Search code examples
amazon-web-serviceskubernetesvaultcsi-driver

Mount secrets volumes with CSI driver and vault provider in kubernetes when the pod has a toleration and affinity


I have a kubernetes cluster with two node groups in AWS. One for Spot instances and the other for on demand instances. I have installed Vault and CSI driver to manage the secrets.

When I create this deployment everything works fine, the pods are created, run and the secrets are there.

apiVersion: apps/v1
kind: Deployment
metadata:
  labels:
    app: vault-test
  name: vault-test
  namespace: development
spec:
  replicas: 1
  selector:
    matchLabels:
      app: vault-test
  strategy: {}
  template:
    metadata:
      labels:
        app: vault-test
    spec:
      containers:
      - image: jweissig/app:0.0.1
        name: app
        envFrom:
        - secretRef:
            name: dev-secrets
        resources: {}
        volumeMounts:
        - name: secrets-store-inline
          mountPath: "/mnt/secrets"
          readOnly: true
      serviceAccountName: vault-sa
      volumes:
        - name: secrets-store-inline
          csi:
            driver: secrets-store.csi.k8s.io
            readOnly: true
            volumeAttributes:
              secretProviderClass: dev
status: {}

But when I add nodeAffinity and tolerations to create the pods in the Spot machines the pods stay in a ContainerCreating status with the following error:

Warning FailedMount 10m (x716 over 24h) kubelet MountVolume.SetUp failed for volume "secrets-store-inline" : rpc error: code = Unknown desc = failed to mount secrets store objects for pod development/pod-name, err: error connecting to provider "vault": provider not found: provider "vault"

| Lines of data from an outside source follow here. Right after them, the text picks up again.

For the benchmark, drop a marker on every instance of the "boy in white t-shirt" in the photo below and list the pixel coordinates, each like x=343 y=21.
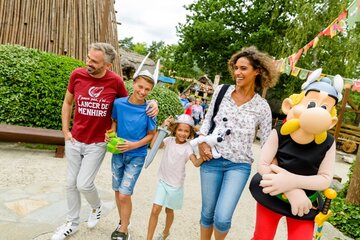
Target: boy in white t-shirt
x=170 y=191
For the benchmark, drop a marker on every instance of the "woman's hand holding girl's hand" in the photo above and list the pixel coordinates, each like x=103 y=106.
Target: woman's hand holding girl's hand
x=205 y=151
x=107 y=138
x=125 y=146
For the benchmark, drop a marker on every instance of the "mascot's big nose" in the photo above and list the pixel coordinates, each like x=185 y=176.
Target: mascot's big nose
x=315 y=120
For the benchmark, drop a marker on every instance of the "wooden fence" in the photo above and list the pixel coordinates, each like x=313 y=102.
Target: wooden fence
x=65 y=27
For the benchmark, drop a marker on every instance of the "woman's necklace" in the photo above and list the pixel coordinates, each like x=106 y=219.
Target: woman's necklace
x=240 y=98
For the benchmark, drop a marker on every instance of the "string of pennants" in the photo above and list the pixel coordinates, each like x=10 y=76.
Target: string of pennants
x=346 y=20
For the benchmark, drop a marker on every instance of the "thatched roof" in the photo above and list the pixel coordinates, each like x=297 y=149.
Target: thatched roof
x=129 y=59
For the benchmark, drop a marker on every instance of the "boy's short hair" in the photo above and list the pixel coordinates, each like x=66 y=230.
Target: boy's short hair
x=174 y=126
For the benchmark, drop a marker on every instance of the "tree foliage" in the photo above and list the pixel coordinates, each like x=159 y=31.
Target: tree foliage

I created two applications to test the vault behavior, one with no tolerations just for testing and the real one, with the tolerations and nodeAffinity. And after a lot of tests I realized the problem was where the pods are being scheduled, but I don't understand why that behavior


Solution

  • The problem is the vault CSI driver configuration, the DaemonSet is not running in all nodes because of the missing tolerations. I had to add the tolerations to the DaemonSet manifest so there is a Pod in all nodes, and this way all nodes know what vault is.